Em nota enviada ao GLOBO, o Ministério da Defesa afirma que a "Operação Ágata Fronteira Norte realizou a prisão de 91 garimpeiros no Território Yanomami desde 21 de junho, quando foi publicado o Decreto no 11.575, de 21 de junho de 2023, ampliando a participação de militares no enfrentamento ao garimpo ilegal".
Ainda de acordo com a Defesa, "essas prisões foram efetuadas por militares, em trabalho conjunto com agências federais e Órgãos de Segurança Pública, e representam redução de 95% na presença de garimpeiros em Território Yanomami". No total, dizem os militares, foram 119 prisões desde fevereiro, quando iniciou o trabalho da força-tarefa.
Ouvido pelo GLOBO, o secretário especial de saúde indígena, Ricardo Weibe Tapeba, vinculado ao Ministério da Saúde, admite a fragilidade no atendimento a todas as comunidades indígenas do território e reconhece que a política da pasta na região está "esfacelada" e as ações dos agentes esbarram, sobretudo, na presença maciça dos garimpeiros, o que coloca o trabalho dos profissionais de saúde sob risco.
- Precisamos entender que, quando assumimos, descobrimos uma tentativa de corte do orçamento da saúde indígena de 59% e estamos tentando mudar isso. Nós já tínhamos recebido alertas da sala de situação da Sesai e da Funai de que a situação era de extrema gravidade, com unidades de saúde precarizadas, sete polos-base fechados, mas que agora todos já foram restaurados. Mas o que nos atrasa são os problemas de segurança no território. Semana passada abrimos o último poló base que faltava dos sete, imagens bem chocantes , das crianças subnutridas, desnutrição aguda, malária, doenças respiratórias, mas é um cenário que tem uma sinergia total com a presença de garimpeiros - afirma.
De acordo com Weibe, os números de casos de malária aumentaram de fato na região, mas muito por conta dos exames feitos a partir de agora, o que não ocorria, segundo ele, no governo anterior.
- Reconhecemos que há uma fragilidade nessa logistica, precisamos do apoio de outras áreas e pastas.
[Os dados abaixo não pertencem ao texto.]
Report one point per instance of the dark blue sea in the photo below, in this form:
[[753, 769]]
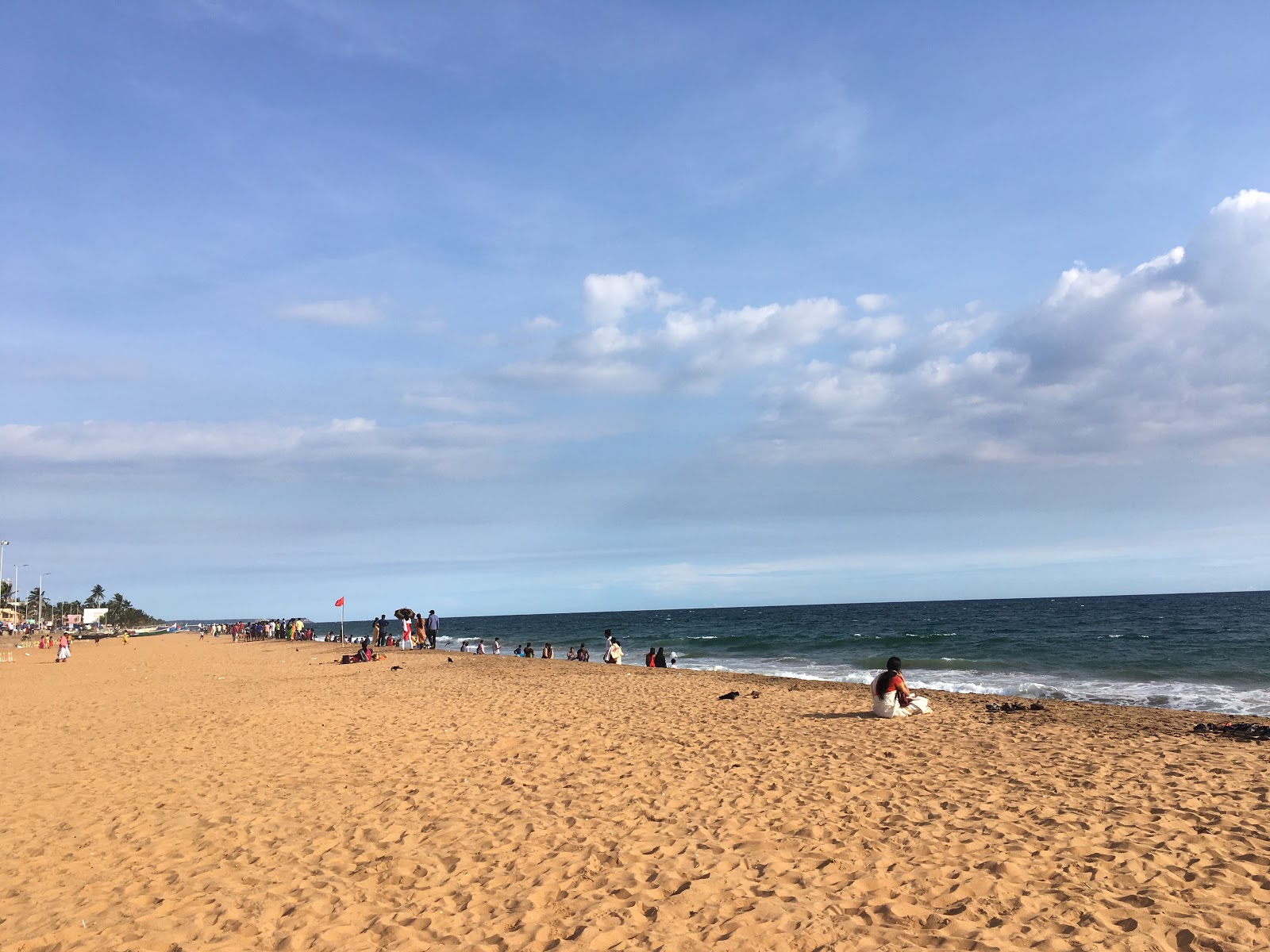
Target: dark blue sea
[[1195, 651]]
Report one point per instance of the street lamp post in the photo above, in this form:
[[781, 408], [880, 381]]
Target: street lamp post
[[40, 603], [25, 565]]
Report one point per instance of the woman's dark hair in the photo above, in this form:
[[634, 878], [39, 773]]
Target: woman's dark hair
[[888, 678]]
A Terra Yanomami é prioridade absoluta para Sesai, Ministério da Saúde, e o governo como um todo. O índice de malária subiu e subiu mesmo, mas porque nós começamos a fazer os exames e os diagnósticos. Encontramos muitos casos de subnotificação ou falta de notificação sobre óbitos de malárias - continua Weibe.
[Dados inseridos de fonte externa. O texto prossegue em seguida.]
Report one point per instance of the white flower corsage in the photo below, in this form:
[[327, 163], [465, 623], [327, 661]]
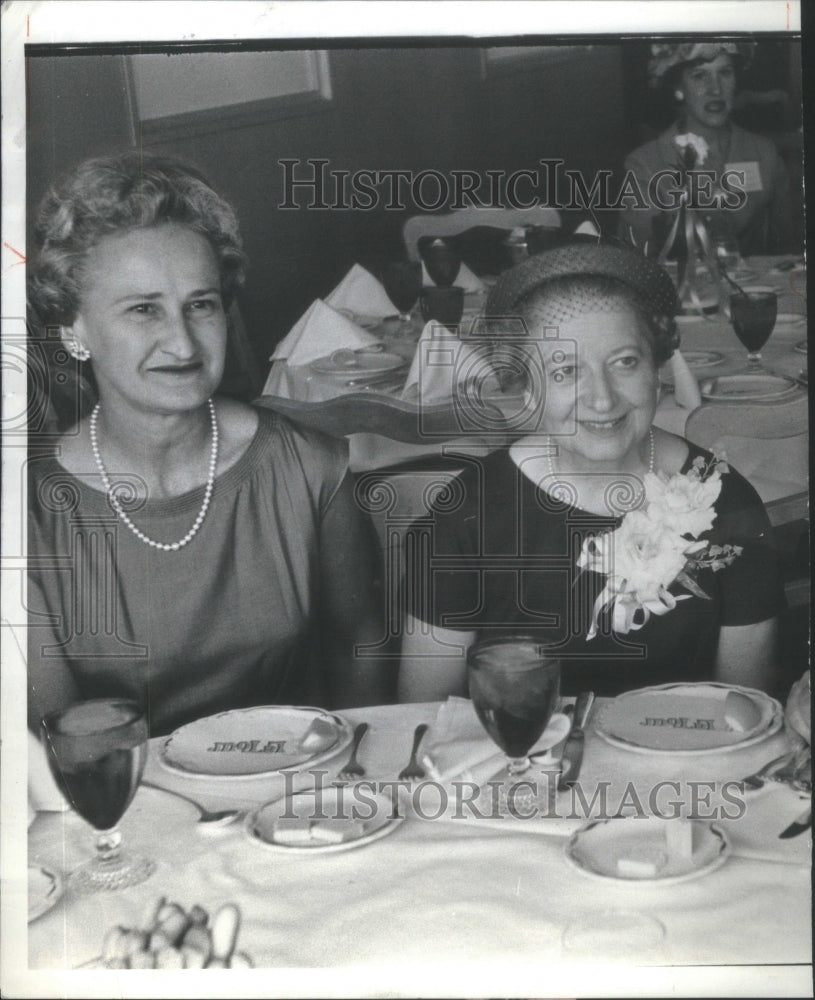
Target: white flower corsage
[[696, 143], [657, 546]]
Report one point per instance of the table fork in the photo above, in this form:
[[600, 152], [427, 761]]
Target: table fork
[[757, 780], [208, 818], [353, 769], [414, 769]]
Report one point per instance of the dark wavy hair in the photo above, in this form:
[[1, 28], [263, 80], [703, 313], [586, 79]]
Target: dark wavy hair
[[113, 194]]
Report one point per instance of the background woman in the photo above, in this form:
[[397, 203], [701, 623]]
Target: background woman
[[703, 77], [201, 547], [504, 544]]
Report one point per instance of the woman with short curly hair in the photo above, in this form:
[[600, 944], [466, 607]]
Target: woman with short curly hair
[[506, 549], [747, 195], [217, 558]]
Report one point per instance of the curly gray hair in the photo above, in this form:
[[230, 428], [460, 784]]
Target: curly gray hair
[[111, 194]]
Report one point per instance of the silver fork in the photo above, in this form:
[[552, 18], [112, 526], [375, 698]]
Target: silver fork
[[353, 769], [207, 817], [414, 769], [757, 780]]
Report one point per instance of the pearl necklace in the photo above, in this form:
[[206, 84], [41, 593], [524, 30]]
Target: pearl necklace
[[112, 499], [550, 465]]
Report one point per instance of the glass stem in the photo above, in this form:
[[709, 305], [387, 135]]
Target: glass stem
[[108, 846], [517, 765]]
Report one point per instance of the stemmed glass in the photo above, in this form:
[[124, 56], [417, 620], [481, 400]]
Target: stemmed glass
[[442, 263], [96, 751], [514, 685], [403, 282], [752, 315]]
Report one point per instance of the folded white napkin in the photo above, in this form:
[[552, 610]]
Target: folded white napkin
[[460, 748], [319, 332], [464, 279], [442, 362], [361, 293]]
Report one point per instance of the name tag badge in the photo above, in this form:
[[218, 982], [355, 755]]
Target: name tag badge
[[752, 174]]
- Infelizmente os garimpeiros armaram os indígenas, o que dificultou ainda mais a presença dos agentes de saúde , plano de desintrusão e desarmamento. Eles foram induzidos a se armarem e isso tem gerado conflitos internos. Quero concordar com o líder Davi Kopenawa. Esses seis meses foram focados mais em salvar vidas, mas as ações de rotina e de prevenção de doenças estão mesmo paralisadas no território - admite.